De là découlent pour « nos origines » des parcours professionnels, malheureusement de plus en plus « lisibles », ou les profils de carrière et ceux qui les rejoignent pourraient demain constituer de simples cales de l’édifice au lieu d’en être des pierres d’angle.
N’y voyez aucune amertume ou résignation. Cette situation n’est pas inédite, mais elle est peut être nouvelle par les risques qu’elle fait courir au corps des officiers et à sa cohésion.
Qui peut interpeller le prince ?
Quatre interlocuteurs se complètent car ils sont réglementaires ou disposent d’une légitimité :
- Le président des officiers (PO),
- Le chef hiérarchique (ne l’oubliez surtout pas !),
- Le CFMT et le CSFM,
- Les associations reconnues et influentes.

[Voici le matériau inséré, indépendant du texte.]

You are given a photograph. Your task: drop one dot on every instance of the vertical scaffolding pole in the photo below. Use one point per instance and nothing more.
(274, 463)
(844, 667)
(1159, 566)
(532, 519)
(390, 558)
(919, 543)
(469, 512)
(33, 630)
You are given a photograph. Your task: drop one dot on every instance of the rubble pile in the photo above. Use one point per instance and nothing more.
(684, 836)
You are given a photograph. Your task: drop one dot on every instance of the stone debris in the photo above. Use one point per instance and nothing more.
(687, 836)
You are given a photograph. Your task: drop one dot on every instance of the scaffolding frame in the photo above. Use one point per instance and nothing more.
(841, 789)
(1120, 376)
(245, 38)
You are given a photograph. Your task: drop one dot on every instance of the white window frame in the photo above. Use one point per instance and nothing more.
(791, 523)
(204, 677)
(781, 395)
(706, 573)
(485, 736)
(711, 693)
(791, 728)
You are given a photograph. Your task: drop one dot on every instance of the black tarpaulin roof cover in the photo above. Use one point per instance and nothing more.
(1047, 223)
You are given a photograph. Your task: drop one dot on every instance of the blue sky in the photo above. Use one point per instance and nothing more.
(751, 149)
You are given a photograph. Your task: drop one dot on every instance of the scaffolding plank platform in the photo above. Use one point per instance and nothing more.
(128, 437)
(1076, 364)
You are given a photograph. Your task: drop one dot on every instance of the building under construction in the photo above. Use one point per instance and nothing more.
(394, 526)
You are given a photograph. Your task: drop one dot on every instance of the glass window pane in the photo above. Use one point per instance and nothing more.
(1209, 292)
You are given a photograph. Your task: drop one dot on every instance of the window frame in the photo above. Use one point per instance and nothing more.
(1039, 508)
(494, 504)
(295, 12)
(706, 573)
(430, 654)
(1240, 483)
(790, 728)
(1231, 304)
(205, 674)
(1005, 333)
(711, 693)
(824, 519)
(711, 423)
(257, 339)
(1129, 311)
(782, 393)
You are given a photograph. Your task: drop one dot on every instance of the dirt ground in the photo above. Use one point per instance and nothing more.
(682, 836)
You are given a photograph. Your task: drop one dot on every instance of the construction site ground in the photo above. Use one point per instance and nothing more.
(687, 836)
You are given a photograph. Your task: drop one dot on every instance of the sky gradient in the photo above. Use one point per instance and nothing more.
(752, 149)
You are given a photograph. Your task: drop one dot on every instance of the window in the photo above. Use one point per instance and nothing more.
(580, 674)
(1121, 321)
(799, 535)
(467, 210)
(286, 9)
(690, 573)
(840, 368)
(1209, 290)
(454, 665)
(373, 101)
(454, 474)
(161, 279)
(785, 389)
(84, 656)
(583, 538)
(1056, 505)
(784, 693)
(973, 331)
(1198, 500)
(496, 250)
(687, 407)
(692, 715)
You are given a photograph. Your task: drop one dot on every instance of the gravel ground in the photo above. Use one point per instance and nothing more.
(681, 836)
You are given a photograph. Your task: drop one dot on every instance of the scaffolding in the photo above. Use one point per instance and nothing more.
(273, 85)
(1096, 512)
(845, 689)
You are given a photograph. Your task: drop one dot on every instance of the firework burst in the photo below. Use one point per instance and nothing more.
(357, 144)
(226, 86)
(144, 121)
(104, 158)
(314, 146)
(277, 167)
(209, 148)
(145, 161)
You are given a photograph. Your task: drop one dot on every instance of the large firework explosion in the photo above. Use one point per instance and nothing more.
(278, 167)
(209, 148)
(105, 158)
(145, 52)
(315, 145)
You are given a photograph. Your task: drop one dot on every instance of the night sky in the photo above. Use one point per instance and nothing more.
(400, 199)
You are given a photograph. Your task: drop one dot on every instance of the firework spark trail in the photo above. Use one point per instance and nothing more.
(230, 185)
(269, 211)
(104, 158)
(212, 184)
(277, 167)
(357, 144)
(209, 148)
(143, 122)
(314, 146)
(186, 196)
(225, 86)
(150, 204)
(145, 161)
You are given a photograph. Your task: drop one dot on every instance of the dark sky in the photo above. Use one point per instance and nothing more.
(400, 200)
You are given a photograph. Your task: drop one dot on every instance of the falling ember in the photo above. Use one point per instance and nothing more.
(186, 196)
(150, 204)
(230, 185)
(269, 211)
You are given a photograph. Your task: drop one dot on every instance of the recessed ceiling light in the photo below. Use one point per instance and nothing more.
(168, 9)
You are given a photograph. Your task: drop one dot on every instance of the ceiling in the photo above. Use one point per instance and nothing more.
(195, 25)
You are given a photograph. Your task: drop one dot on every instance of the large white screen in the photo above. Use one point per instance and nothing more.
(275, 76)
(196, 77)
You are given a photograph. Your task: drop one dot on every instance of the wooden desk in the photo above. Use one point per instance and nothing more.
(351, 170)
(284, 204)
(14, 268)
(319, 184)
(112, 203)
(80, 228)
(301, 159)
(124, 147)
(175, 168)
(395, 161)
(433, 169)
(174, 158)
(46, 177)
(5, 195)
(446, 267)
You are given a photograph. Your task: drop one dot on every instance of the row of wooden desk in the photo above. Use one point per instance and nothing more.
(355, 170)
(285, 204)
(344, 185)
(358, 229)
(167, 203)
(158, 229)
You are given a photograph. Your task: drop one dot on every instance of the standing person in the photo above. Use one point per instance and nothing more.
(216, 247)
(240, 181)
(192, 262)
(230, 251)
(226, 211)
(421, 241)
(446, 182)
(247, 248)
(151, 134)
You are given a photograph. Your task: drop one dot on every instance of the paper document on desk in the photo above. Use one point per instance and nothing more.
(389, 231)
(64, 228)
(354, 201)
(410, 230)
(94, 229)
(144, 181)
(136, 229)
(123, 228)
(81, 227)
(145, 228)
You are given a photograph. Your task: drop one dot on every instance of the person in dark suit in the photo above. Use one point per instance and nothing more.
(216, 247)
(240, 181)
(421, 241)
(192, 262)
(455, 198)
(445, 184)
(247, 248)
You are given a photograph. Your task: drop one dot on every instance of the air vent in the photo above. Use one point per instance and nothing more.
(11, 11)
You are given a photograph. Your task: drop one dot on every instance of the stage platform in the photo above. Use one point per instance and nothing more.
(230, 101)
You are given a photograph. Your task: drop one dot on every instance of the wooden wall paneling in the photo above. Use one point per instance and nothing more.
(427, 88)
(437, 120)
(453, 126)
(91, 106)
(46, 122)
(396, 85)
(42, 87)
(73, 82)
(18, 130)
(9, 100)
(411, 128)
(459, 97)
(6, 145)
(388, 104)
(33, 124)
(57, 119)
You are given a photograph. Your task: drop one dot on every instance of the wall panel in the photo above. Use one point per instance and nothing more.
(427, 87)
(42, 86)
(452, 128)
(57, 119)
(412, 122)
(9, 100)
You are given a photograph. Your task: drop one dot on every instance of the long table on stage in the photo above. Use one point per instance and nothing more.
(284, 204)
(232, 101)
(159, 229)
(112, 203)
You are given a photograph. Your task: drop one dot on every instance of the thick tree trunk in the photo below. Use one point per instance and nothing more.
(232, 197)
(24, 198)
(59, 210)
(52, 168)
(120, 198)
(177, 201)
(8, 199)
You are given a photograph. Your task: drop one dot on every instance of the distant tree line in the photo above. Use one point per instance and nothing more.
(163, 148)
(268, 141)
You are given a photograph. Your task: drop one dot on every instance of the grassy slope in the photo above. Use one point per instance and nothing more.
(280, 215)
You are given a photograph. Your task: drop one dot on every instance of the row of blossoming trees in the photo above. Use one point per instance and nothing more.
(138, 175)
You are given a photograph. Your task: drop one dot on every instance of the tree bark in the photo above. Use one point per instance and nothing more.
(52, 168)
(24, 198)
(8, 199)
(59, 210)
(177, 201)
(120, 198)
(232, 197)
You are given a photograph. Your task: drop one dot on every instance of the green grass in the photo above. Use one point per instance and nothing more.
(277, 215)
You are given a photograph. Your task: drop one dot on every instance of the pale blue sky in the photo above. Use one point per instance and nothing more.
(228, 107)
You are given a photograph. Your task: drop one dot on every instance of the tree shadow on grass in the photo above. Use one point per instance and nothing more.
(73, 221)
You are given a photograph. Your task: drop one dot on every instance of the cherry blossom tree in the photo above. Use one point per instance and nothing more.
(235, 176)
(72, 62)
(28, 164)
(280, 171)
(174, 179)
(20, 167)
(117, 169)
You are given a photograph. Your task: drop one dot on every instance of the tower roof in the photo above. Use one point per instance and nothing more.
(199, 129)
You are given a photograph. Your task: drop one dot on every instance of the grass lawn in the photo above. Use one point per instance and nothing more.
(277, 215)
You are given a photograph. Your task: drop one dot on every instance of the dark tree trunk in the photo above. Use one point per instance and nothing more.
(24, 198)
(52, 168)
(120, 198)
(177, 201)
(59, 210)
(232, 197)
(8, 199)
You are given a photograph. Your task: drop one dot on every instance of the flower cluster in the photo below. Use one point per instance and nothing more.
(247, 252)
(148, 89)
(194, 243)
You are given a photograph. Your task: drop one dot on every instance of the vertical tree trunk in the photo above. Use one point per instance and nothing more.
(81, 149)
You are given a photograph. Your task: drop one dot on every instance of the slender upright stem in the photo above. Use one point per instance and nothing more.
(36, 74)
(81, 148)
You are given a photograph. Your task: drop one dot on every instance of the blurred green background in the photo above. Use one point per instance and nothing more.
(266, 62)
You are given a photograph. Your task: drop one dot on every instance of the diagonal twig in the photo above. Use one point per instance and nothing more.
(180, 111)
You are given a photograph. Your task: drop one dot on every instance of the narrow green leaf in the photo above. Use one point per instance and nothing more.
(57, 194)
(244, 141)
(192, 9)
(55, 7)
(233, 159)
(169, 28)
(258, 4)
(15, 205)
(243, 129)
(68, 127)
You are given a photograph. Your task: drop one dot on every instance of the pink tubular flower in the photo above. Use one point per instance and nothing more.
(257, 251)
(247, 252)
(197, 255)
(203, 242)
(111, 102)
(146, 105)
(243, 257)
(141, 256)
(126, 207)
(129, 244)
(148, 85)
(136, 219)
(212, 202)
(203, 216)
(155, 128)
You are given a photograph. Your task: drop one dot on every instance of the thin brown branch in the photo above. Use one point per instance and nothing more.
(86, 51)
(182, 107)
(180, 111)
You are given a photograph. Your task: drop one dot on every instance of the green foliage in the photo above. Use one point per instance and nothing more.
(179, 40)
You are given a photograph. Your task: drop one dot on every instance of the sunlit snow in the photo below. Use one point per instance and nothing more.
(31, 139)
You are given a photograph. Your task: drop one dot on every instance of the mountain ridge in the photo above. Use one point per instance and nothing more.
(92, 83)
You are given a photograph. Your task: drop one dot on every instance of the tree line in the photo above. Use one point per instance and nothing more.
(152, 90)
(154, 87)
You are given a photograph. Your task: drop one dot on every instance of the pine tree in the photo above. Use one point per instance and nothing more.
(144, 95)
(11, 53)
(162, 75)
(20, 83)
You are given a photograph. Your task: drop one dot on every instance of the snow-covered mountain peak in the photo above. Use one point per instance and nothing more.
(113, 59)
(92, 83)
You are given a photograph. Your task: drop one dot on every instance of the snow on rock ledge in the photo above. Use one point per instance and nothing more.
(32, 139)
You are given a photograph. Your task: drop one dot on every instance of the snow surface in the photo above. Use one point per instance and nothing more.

On peut y ajouter, mais là on est déjà dans le conflit : la commission des recours et l’IGAT.
Chacun a ses forces et ses limites, ils sont placés ici dans l’ordre croissant de liberté de ton et de niveau d’intervention. N’oubliez pas, ou retenez, que deux d’entre eux seulement ont vocation à intervenir spécifiquement sur des problèmes catégoriels : le PO et les associations. Pour le PO, son poids dépend de ses qualités personnelles, de sa détermination et de la place que lui accorde le « chef ». Pour les associations, les mêmes critères s’appliquent -si on comprend « la place que lui donne le chef » comme l’écoute apportée par le CEMAT (dans le cas de l’armée de Terre) et le Ministre- auxquels s’ajoutent cependant le nombre d’adhérents, dont surtout celui d’active, et leur engagement résolu.
Cet éclairage ne représente pas la « Loi », mais par fonction et pour l’instant, je consacre peut-être un peu plus de temps que vous à la réflexion sur les buts et objectifs de l’Épaulette. De plus je suis conduit à confronter ma « communication » aux réalités du terrain lors de mes déplacements. Aussi ces repères sont autant destinés à susciter la réflexion de chacun qu’à aider ceux et celles qui, exerçant des responsabilités particulières dans notre association, cherchent parfois un fil directeur à leurs interventions. (JFD)
[1]En oubliant un peu vite que pendant la période d’activité (et même après elle, en fonction de son statut: réserve, 2e section), un devoir de réserve borde nos possibilités d’expression sur des problèmes tant opérationnels que fonctionnels. On ne peut pas non plus « mettre ses galons sur la table » à tout bout de champ… Solution très déconseillée en ce moment!
[2]On augmente le nombre de postes « attractifs » ou, à volume de postes constant, on réduit la population susceptible de les atteindre.